RWTH: RWTH Awards Honorary Doctorates to Computer Scientists Christel Baier and Ralf Steinmetz

0

RWTH Rector Ulrich Rüdiger awarded Christel Baier and Ralf Steinmetz the academic degree and title of “Honorary Doctor of Natural Sciences”. The award ceremony took place as part of the celebrations held on the occasion of the fiftieth anniversary of the Computer Science department at RWTH Aachen University.


Christel Baier, who has been Chair of Algebraic and Logical Foundations of Computer Science at TU Dresden since 2006, is one of the leading researchers worldwide in the area of formal methods. Under the term of Model Checking, the computer scientist has combined system models with concepts of logic, automata theory, and graph theory. The approach serves to verify whether a computer system meets the requirements in terms of security and performance.

In the 1990s, the RWTH honorary doctor was already doing pioneering work in a field of research that is known today as probabilistic model checking, or PMC for short. PMC describes the behavior of systems and their environments by probabilities, a methodology that helps detect failure of hardware components, wear and tear of machines, or climate-related influences.

Baier has maintained close ties with RWTH’s computer science department for many years.

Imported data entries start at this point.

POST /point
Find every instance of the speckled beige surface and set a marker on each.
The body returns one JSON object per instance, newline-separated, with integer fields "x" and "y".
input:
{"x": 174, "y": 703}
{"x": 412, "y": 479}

For example, she has co-authored more than 20 scientific papers with RWTH Professor Joost-Pieter Katoen, head of the Software Modeling and Verification Group, and their joint publication Principles of Model Checking is a standard textbook worldwide.

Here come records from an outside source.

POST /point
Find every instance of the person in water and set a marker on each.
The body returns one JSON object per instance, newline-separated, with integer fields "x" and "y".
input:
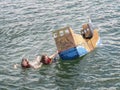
{"x": 38, "y": 62}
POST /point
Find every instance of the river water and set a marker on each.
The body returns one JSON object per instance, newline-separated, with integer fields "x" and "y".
{"x": 26, "y": 31}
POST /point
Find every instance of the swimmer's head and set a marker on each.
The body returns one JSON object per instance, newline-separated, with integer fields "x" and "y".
{"x": 25, "y": 63}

With Ralf Steinmetz, RWTH honors one of the pioneers in multimedia communication. As early as at the beginning of the 1990s, he was researching the synchronization of multimedia data streams with the aim of supporting the design of communication systems. With his work on peer-to-peer technology, the head of the Multimedia Communications Lab at TU Darmstadt also laid the foundations for today’s media libraries and streaming services. It was in this context that he coined the widely used term “transition” for distributed and communicating systems. His vision is the seamless exchange of mechanisms in communication: The user does not decide whether to use telephone, messenger, or email, but just sends a message and let the system choose the best way.

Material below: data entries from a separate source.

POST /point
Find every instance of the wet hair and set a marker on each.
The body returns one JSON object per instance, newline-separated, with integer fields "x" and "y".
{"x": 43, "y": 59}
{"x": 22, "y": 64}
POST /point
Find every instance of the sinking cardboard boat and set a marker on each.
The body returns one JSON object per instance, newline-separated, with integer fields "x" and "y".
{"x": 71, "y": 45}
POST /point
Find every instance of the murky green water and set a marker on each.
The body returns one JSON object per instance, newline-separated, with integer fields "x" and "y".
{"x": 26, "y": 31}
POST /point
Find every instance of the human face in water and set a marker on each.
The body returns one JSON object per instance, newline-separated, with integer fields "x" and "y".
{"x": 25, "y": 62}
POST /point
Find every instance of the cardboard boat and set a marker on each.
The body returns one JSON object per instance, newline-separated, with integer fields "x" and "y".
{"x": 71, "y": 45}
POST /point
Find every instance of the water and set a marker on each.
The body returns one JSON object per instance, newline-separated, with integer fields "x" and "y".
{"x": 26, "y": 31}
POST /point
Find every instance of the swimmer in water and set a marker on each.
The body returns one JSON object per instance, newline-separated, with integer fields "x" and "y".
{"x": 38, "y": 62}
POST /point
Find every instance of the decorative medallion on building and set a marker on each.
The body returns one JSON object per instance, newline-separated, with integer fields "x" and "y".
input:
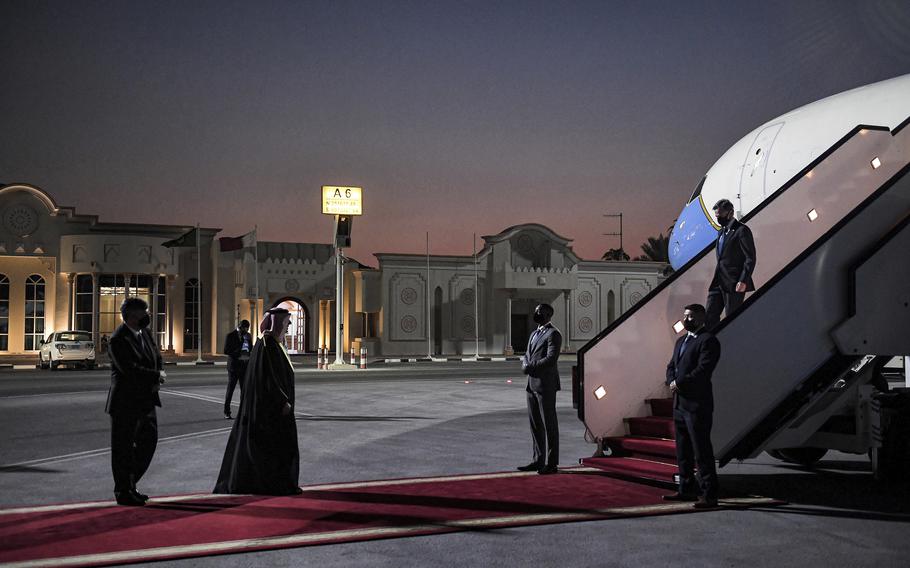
{"x": 409, "y": 296}
{"x": 467, "y": 325}
{"x": 20, "y": 220}
{"x": 409, "y": 324}
{"x": 524, "y": 243}
{"x": 111, "y": 253}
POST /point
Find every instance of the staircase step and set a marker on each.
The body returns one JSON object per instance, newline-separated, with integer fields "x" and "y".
{"x": 652, "y": 427}
{"x": 661, "y": 406}
{"x": 647, "y": 448}
{"x": 634, "y": 468}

Steinmetz has many ties with Aachen, and he is a member of the advisory board of the Fraunhofer Institute for Applied Information Technology FIT. In this role, he has advocated close collaboration between with RWTH and Fraunhofer FIT. Together with Professor Klaus Wehrle from the Chair of Communication and Distributed Systems at RWTH, he published one of the best-known books on peer-to-peer systems and applications.